Threshold profile setting [Event rules]
Metric family: Data Aggregator rollup calculation time Metric: number of completed rollup processes Duration (seconds): 300 seconds Window (seconds): 300 seconds Importance: Major
[Conditions for Violation]
Event type: Violation Metric: number of completed rollup processes Threshold: <= 0.0 "less than or equal to" Condition type: fixed value
[Conditions for clearing the violation]
Event type: clear Metric: number of completed rollup processes Threshold: > 0.0 "greater than" Condition type: fixed value
However, it doesn't seem to work.
DX NetOps CAPM all currently supported releases
This is working as intended.
Rollups are run hourly, so the data is hourly timestamps. It's running between 21 and 40 rollups an hour. All those values (between 21 and 40) are > 0.0, so no events are created. Which is why no alarms are generated.
Thresholding only works of the metric data collected. Rollups self monitoring is metric data. So when rollups are run, CAPM marks marks them in the DB to indicate they were run. However, if it doesn't run rollups for a Metric Family (MF), it doesn't record self monitoring data for it. Which is the case here.
CAPM doesn't cycle all metric families every rollup period to see if it has data to rollup. It goes based off end of cycle messages in the AMQ Rollup_<MF> queues.

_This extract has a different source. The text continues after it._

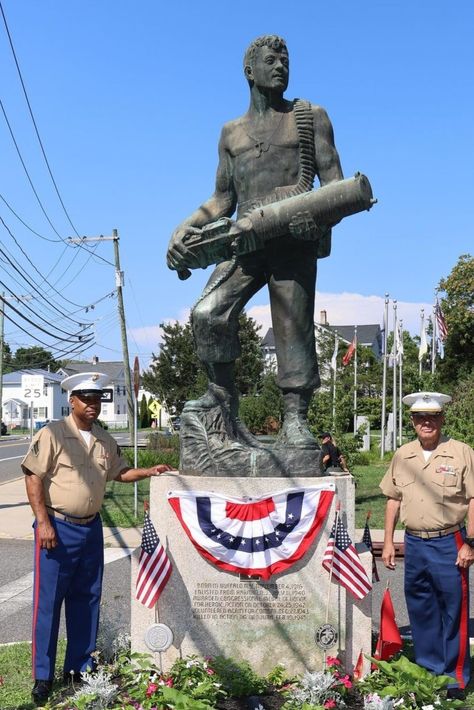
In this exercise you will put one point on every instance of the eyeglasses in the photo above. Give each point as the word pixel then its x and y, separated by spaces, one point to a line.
pixel 420 417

So at this time, there is no real way to determine if rollups are not running for a MF from a monitoring point of view.
To do this, you would probably need to run a script that does a vsql query on the DR (Vertica) every hour and queries various _ltd (hourly), or _eqd (daily) tables for each MF and if the latest timestamp is more than say 2-3 hrs old, send an email or something to notify administrators.
You can view the Health Monitoring data as per:
TechDocs : DX NetOps CAPM 24.3 : View Health Monitoring Information
Under there, view the last 24 hours worth of data and check the rollups.